The authors analyze the impact of model hyperparameters on detection performance using a GMVAE prior, focusing on the number of Gaussian mixtures and latent space dimension. Results show that while AUC values are relatively stable across different configurations, DSC scores vary more significantly, with certain combinations achieving higher performance. The model demonstrates stable convergence during iterative image restoration. AUC values are relatively consistent across different hyperparameter settings, indicating robustness to parameter selection. DSC scores vary more with changes in hyperparameters, with some configurations achieving notably higher performance. The model exhibits stable convergence during iterative image restoration, with AUC values stabilizing after a certain number of optimization steps.

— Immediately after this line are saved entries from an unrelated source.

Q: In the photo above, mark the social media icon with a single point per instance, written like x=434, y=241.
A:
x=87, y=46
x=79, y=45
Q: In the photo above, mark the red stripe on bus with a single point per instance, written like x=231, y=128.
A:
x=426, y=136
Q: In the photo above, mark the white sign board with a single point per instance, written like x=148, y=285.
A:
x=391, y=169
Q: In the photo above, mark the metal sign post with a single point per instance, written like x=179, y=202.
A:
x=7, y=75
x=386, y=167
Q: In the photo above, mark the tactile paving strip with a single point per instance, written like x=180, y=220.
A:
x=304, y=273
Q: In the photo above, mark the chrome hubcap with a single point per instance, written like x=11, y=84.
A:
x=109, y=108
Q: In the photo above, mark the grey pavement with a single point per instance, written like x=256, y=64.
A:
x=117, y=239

The experiments evaluate a proposed GMVAE-based framework against supervised baselines for medical lesion detection, primarily validating its superior detection accuracy and general effectiveness. Subsequent analyses investigate the model's sensitivity to architectural choices, confirming that performance remains robust across varying configurations of Gaussian mixtures and latent space dimensions. Finally, the study assesses the algorithm's computational behavior, demonstrating stable convergence during iterative image restoration and consistent lesion identification across three-dimensional slices.